You really should find a way to get the light off your camera.  If you mount the flash on a light stand with the umbrella, do you have a way to fire the flash?  Either with a cable or cordless.  

The umbrella needs to be fairly close to your subject, maybe 1 meter.  Practice now using anything for the subject as a stand-in.  Experiment with the umbrella held over the top of the subject, and the flash either behind shooting through, or in front of the umbrella reflecting backward into the umbrella. 

Make or find a reflector (large white card) find a way to hold that reflector opposite the flash, reflecting light back toward the subject.

Find the ideal blanket upon which to position the baby.  Ideal for most photography would be smooth, neutral color, no bold pattern.  Mother will be just out of the frame, but nearby.  Try to get the baby's eyes open and looking toward the camera if possible.  Forget the giant headdress that some people use for little girl babies.


----------



## AdrienVillez (Jul 10, 2013)

Designer said:


> You really should find a way to get the light off your camera.  If you mount the flash on a light stand with the umbrella, do you have a way to fire the flash?  Either with a cable or cordless.
> 
> The umbrella needs to be fairly close to your subject, maybe 1 meter.  Practice now using anything for the subject as a stand-in.  Experiment with the umbrella held over the top of the subject, and the flash either behind shooting through, or in front of the umbrella reflecting backward into the umbrella.
> 
> Make or find a reflector (large white card) find a way to hold that reflector opposite the flash, reflecting light back toward the subject.
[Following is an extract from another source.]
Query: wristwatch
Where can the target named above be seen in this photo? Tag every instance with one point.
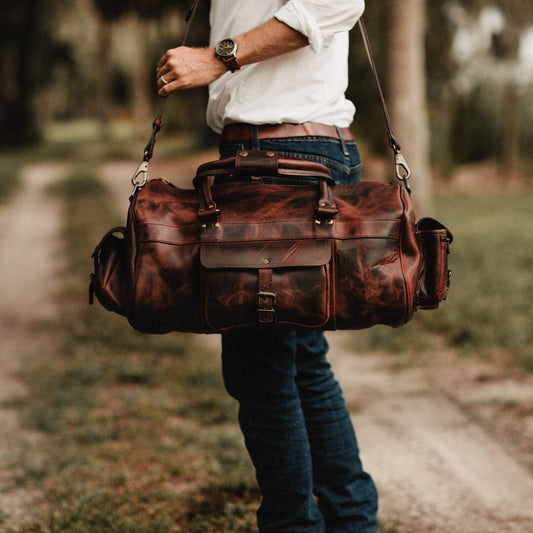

Yes for the reflector (I have one with the 5 colors)
No for the flash... I cant put it somewhere else than on the top of my camera (I need to get a wireless device to communicate with the flash when it is on a stand)
For a cable, maybe.  I should check on that.  Do they sell long cable for that?

I have a Speedlite 600EX-RT (and it doenst connect with my Canon 5D Mark III because there is no wireless builded in...:angry1
Any advice for the wireless device?


----------



## Designer (Jul 10, 2013)

Since there are cables for Nikon, I presume there are cables for Canon.  

Be sure to use white unless you are trying some artistic color effect.  With a baby, use white.  That should also be fairly close to your subject, but on the opposite side from the flash.


----------



## AdrienVillez (Jul 10, 2013)

Ok, thank you!  I will check that.  Looking for a wireless transmitter too! (let's make the move easier)


----------



## Jean1234 (Jul 10, 2013)

I just had a baby on June 14, and had been combing the internet for newborn photography tips.  I found this video very helpful:  



.

Congratulations!


----------



## kathyt (Jul 10, 2013)

For wireless transmitters I would recommend the Pocket Wizards. These. PocketWizard Plus III Transceiver #801-130 801-130 You will need 2. One for your camera and one for your speedlight.


----------



## Tony S (Jul 10, 2013)

Going to have to load that heartbeat rhythm onto my Iphone White Noise app next time I am with the new granddaughter, she was a little bugger last night trying to get 1 month photos.... didn't go well.


----------



## AdrienVillez (Jul 11, 2013)

Jean1234 said:


> I just had a baby on June 14, and had been combing the internet for newborn photography tips.  I found this video very helpful:
> 
> 
> 
> ...


 Oh great!  Thank you.  I already saw some video, but this one looks even better!
thank you!


----------



## AdrienVillez (Jul 11, 2013)

kathythorson said:


> For wireless transmitters I would recommend the Pocket Wizards. These. PocketWizard Plus III Transceiver #801-130 801-130 You will need 2. One for your camera and one for your speedlight.



Thank you for the link, but for the same price, I can buy the Canon adaptor and I can trigger up to 7 flashes after.


----------



## Infidel (Jul 16, 2013)

You haven't posted in a while, so you're probably busy changing diapers. In any case, congratulations and hope mother and child are healthy and happy!


----------



## AdrienVillez (Jul 16, 2013)

Infidel said:


> You haven't posted in a while, so you're probably busy changing diapers. In any case, congratulations and hope mother and child are healthy and happy!



Hello!
Yeah sorry...  Actually, I still at home (Day +4 since due date) but I spend 100% of my time with my wife as it is very hard for her and painful. (she's carrying very low!)
No baby yet, but not on the Mac either... will be back soon and post a pic of my little one... asap she's out.. maybe next year.


----------



## Infidel (Jul 17, 2013)

Nothing to apologize for...your priorities are where they should be. First child is often 41+ weeks, sounds pretty normal. Keep taking care of your wife, her effort is heroic and amazing. Good luck!


----------